Il presidente Alinovi: i cittadini hanno diritto alla sicurezza e a più forze di polizia

VASTO. L’incendio divampato a mezzanotte ai piedi della collina di Montevecchio non è passato inosservato. Le fiamme sono state viste sulla riviera dai residenti e anche da molti turisti. «Possibile che nessuno riesca a fermare questi fenomeni?», chiede l’associazione dei consumatori Codici in una nota. «A Vasto l’emergenza sicurezza ha raggiunto livelli stratosferici. Non è più tollerabile che Vasto continui ad essere definita città tranquilla», scrive il referente del sodalizio, Riccardo Alinovi. «Gli incendi dolosi dovrebbero essere annotati nel taccuino delle autorità preposte come “emergenza”. Quello che accade a Vasto ricorda purtroppo quello che succede a Palermo e Napoli. Non si può più far finta che il problema non esista», insiste il referente dell’associazione.

Alinovi ritiene che anche la polizia municipale dovrebbe essere addestrata a scoraggiare il malvezzo. «Vasto ha bisogno di un presidio fisso di polizia perché la gente perbene che vive qui ha diritto alla serenità e deve sentirsi protetta. La sicurezza cittadina è un argomento che va affrontato e discusso seriamente dalla politica prima che Vasto raggiunga un punto di non ritorno».

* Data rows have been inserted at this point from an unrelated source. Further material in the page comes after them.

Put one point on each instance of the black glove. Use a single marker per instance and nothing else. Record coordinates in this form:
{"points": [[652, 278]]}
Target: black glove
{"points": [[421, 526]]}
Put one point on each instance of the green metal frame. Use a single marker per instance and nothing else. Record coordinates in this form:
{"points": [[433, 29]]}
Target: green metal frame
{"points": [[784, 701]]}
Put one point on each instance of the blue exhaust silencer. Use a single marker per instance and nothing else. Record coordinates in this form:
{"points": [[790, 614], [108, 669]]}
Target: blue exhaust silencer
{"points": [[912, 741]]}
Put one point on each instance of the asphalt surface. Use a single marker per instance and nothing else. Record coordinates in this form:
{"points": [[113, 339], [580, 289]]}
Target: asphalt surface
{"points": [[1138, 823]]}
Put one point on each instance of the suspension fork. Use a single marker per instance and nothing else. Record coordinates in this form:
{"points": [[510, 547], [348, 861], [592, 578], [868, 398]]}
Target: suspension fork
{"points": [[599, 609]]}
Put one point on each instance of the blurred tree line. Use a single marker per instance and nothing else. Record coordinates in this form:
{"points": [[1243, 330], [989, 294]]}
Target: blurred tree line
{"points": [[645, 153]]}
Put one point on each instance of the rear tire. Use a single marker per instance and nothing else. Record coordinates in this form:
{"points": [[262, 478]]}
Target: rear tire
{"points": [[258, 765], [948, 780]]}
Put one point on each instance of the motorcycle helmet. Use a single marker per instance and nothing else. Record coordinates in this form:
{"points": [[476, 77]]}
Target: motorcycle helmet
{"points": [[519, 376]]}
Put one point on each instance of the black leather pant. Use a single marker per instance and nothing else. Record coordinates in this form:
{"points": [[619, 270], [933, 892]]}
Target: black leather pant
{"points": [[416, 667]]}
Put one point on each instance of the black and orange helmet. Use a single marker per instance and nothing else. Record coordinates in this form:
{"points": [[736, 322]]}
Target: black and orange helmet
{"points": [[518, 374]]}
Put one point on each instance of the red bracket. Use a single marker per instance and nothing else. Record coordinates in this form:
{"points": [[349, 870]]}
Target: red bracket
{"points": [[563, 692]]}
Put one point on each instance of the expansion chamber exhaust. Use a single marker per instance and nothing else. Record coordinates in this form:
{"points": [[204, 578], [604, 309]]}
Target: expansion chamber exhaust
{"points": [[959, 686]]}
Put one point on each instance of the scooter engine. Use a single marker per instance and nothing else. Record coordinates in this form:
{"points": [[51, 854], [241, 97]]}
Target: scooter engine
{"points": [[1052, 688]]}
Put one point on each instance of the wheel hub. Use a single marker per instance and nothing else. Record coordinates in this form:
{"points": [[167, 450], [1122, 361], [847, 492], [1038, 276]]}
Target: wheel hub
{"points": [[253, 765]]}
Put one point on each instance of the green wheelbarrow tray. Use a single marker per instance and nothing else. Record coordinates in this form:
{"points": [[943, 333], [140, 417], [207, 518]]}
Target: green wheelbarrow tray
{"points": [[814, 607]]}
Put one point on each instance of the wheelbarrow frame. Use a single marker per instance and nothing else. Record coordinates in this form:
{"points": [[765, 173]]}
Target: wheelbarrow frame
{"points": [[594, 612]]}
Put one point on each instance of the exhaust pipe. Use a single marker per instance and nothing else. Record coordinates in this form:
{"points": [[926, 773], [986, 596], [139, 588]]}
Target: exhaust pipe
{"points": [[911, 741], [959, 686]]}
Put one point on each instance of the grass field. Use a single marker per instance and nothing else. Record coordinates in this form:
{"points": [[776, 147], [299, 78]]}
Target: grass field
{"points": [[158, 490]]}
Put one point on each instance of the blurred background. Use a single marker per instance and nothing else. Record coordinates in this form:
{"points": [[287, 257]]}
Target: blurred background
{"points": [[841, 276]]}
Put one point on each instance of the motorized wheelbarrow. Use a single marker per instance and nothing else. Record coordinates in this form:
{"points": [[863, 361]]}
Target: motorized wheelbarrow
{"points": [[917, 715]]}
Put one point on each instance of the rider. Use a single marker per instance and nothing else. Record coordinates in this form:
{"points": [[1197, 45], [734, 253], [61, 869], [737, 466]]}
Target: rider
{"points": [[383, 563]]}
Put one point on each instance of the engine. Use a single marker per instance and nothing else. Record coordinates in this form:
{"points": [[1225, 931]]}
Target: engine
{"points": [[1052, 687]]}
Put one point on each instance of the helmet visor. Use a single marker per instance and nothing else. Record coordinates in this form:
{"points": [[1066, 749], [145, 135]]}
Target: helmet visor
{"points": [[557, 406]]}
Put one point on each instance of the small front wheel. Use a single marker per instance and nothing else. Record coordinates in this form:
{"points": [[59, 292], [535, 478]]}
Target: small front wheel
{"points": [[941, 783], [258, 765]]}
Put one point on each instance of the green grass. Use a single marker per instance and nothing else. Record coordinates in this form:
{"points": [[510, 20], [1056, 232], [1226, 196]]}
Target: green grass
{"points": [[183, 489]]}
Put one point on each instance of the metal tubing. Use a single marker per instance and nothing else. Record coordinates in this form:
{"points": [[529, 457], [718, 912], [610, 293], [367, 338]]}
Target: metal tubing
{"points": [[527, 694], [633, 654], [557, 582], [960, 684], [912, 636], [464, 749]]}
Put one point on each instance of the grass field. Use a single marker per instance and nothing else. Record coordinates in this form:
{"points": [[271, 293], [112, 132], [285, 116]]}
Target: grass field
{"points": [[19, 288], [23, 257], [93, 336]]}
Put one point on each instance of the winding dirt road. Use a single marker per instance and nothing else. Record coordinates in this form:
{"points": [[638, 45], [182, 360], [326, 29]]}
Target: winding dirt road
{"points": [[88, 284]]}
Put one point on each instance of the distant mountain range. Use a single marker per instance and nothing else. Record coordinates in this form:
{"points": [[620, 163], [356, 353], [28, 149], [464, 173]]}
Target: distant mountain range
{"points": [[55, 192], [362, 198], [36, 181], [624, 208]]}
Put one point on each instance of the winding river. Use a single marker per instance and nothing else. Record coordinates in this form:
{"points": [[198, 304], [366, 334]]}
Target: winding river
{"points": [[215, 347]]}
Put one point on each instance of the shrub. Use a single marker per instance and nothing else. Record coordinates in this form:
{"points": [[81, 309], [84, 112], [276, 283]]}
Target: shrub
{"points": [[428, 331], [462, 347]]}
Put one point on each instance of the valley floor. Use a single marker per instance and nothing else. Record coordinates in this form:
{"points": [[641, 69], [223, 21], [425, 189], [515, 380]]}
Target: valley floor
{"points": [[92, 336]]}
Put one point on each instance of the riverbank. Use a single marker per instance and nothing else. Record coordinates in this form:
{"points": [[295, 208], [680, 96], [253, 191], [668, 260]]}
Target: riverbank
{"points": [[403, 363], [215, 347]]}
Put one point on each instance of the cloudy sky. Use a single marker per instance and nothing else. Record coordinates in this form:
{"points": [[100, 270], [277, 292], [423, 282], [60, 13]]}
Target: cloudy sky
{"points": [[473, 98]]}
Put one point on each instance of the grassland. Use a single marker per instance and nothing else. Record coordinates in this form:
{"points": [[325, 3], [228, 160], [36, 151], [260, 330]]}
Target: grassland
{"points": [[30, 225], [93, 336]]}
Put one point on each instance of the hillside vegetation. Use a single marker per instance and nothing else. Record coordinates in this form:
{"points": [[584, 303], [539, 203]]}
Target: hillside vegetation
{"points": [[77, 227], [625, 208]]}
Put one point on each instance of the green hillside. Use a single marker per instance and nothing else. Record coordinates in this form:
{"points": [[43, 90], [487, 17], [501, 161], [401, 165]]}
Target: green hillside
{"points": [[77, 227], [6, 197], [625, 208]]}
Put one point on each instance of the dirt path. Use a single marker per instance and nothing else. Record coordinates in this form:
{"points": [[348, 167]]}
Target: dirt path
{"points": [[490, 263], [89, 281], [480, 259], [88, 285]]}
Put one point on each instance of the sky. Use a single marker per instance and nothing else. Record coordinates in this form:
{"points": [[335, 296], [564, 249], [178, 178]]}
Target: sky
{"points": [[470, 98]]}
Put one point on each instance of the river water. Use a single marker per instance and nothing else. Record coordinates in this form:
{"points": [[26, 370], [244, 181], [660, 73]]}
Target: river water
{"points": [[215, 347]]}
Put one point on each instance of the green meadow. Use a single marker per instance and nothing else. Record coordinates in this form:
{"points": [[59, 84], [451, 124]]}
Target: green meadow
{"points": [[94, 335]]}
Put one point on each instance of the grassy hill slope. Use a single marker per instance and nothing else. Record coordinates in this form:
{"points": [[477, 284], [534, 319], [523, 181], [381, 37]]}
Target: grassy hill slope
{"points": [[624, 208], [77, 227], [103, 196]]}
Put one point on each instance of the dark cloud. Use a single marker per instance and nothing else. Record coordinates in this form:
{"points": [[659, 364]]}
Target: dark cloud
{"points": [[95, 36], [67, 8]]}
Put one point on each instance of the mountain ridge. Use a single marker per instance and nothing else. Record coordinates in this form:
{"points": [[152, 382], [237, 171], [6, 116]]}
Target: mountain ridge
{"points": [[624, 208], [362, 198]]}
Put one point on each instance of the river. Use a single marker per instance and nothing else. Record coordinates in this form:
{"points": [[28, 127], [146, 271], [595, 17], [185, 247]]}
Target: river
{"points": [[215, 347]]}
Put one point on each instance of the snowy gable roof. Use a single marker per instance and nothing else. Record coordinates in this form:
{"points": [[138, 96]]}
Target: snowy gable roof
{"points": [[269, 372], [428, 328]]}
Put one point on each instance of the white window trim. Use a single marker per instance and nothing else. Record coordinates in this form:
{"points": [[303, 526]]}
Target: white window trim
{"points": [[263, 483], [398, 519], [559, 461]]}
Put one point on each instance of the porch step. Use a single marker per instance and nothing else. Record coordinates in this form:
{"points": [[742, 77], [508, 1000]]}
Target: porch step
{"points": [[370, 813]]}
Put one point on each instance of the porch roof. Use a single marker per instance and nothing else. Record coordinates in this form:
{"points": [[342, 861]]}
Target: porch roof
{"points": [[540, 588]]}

Alinovi invita le autorità a individuare le radici del fenomeno e scoprire cosa nascondono i roghi vastesi. «I motivi potrebbero essere tanti. Occorre fare uno sforzo per individuare gli autori e punirli». La magistratura in passato ha scoperto che molti incendi erano collegati all’attività di spaccio. L’operazione antidroga Tramonto portò in carcere decine di persone e diversi indagati erano accusati anche di incendi dolosi. «La gente è poco propensa a collaborare ed è un errore. La città deve essere unita e collaborare con le forze dell’ordine e la magistratura. Vasto deve dare un segnale», insiste Alinovi.(p.c.)